In the area of non-fiction, well... I don't really read non-fiction. But I do enjoy reading the travel novels by Bill Bryson and love my copy of A Short History of Nearly Everything. I also love my Reverse Dictionary, does that count?
I also read a lot of rubbish. I read trashy novellas and stories on the internet. I pick up $2 fantasy novels from the second hand book store and put up with poor language skills and un-artistic writing for the sake of the gripping plot. I think my writing is similar to this b-grade stuff but I'll keep working on it. The more I read the more I should be able to see what won't work.
I like Mills & Boon (etc). Forgive me if you feel you have to but they are also an easy read and I like the tension, the expulsion of the tension, the character interplay and, yes, the sex scenes. (Why deny it?) But I wouldn't say that anything from Mills & Boon is worth reading twice. And that's what it comes back to isn't it? Is that the real definition of 'favourite' ? Something which is enjoyed over and over again without tiring of it? I suppose it is... I just never thought about it. I do really enjoy Ken Catran's novels, but I can't say I really read them more than twice at the maximum. Some of Mercedes Lackey's works are worth reading many times - but not all of them. To be fair though that's probably true of most authors. Hobb I will definitely read again but since I am still going through her work for the first time I cannot yet include her in the running. As an author she will definitely be included in my list of favourites. Non-fiction... sorry, it just doesn't cut it for me at the moment. Maybe one day when I'm older.
I included the Mills & Boon 'romantic fiction' up there because it follows the same basic framework of what is my favourite book. This book (which hopefully both my Loyal Followers will have guessed at already) is a very typical story which follows the standard romantic fiction structure. There is a girl and a boy. The girl hates the boy with a passion and the boy is slowly but surely falling in love with the girl. The boy expresses his love but she rejects him cruelly, (and the reader would be forgiven for thinking that she has really burned her bridges there). But they are thrown together again by fate and circumstance (mostly circumstance), and the girl begins to realise the boy is really quite dashing and wonderful and perhaps she could like him.. just a little bit.
Then fate sideswipes them this time and something prevents them from ever being together. This is the point at which the girl realises the boy is really the only one she could ever love.
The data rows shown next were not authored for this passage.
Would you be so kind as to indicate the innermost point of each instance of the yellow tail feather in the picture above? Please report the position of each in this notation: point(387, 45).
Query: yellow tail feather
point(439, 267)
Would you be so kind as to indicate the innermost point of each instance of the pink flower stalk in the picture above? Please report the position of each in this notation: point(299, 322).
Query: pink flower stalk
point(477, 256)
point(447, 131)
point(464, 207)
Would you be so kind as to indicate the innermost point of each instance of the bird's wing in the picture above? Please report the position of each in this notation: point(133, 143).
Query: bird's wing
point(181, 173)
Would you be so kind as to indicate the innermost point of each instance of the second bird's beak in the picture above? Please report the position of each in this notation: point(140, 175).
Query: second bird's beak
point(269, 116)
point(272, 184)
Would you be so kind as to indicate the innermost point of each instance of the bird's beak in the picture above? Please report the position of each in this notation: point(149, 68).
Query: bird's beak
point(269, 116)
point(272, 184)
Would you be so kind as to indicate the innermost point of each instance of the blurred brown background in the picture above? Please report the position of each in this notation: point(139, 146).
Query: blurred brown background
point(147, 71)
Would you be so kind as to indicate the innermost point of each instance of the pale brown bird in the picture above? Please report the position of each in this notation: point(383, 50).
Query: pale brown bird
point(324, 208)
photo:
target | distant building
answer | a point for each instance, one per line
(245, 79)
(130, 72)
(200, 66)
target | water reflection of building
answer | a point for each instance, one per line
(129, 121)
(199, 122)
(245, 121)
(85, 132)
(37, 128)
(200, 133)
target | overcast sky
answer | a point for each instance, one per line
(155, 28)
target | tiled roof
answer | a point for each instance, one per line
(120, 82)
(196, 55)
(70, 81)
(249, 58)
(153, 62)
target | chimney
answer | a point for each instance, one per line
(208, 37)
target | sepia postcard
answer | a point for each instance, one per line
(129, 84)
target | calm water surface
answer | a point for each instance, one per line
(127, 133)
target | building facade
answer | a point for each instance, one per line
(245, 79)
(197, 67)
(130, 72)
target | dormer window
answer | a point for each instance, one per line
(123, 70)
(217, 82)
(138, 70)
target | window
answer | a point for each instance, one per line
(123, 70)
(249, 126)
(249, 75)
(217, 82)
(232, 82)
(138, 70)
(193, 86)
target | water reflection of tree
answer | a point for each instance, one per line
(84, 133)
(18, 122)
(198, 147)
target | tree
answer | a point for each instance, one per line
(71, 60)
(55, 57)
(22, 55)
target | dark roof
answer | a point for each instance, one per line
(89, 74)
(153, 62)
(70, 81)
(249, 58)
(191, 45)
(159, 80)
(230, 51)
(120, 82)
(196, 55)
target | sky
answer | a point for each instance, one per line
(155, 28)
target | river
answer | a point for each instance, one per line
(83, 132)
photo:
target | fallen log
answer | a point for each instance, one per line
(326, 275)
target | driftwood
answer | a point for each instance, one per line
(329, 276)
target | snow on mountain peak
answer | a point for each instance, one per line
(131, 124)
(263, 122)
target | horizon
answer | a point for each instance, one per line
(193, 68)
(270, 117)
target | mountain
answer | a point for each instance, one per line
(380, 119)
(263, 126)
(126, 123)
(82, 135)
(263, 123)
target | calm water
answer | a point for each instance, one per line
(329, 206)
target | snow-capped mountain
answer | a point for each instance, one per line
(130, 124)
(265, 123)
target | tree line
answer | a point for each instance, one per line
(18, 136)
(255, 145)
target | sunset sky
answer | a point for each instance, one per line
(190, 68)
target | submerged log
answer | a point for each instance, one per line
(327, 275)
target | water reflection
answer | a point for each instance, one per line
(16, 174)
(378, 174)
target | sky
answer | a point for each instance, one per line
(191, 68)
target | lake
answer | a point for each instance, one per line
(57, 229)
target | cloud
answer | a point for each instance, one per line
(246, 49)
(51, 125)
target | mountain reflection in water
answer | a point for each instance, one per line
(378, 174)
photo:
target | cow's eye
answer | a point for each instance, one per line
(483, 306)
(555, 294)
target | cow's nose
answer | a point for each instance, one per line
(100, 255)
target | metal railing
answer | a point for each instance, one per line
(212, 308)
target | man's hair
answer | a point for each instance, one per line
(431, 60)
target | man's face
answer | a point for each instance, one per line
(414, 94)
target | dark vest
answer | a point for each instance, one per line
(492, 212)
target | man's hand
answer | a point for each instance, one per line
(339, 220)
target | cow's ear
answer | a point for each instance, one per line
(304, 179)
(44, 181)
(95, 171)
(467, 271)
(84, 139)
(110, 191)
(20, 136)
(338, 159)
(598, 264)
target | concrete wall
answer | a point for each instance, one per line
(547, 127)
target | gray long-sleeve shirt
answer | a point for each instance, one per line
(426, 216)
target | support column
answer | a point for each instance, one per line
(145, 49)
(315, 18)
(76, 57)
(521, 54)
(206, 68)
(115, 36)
Fate is left out of it at this point, although the girl doesn't know it at this stage. The boy does everything in his considerable power to overcome the obstacle between them - not knowing for sure if it will even bring them together. When she discovers what he has done she starts the conversation which brings them together forever. Hurrah!
Have you guessed it yet?
What sets this romantic novel aside from trashy fiction is not just the depth and character development of both the main characters, but the side plots and stories, the rest of their families and acquaintances, the interaction between main and supporting cast I mean characters and the free-flowing and natural seeming dialogue of an intelligent and witty young woman and a man who won't be goaded. I read it again and again. Every time I am gripped by the tension.. each time I pretend I am she. I pretend other characters are able to listen into conversations and wonder what their reactions would be if they had. I wonder who I would be and how I would know them if I were in the book too. And my heart never fails to ache and break when that ultimate moment comes.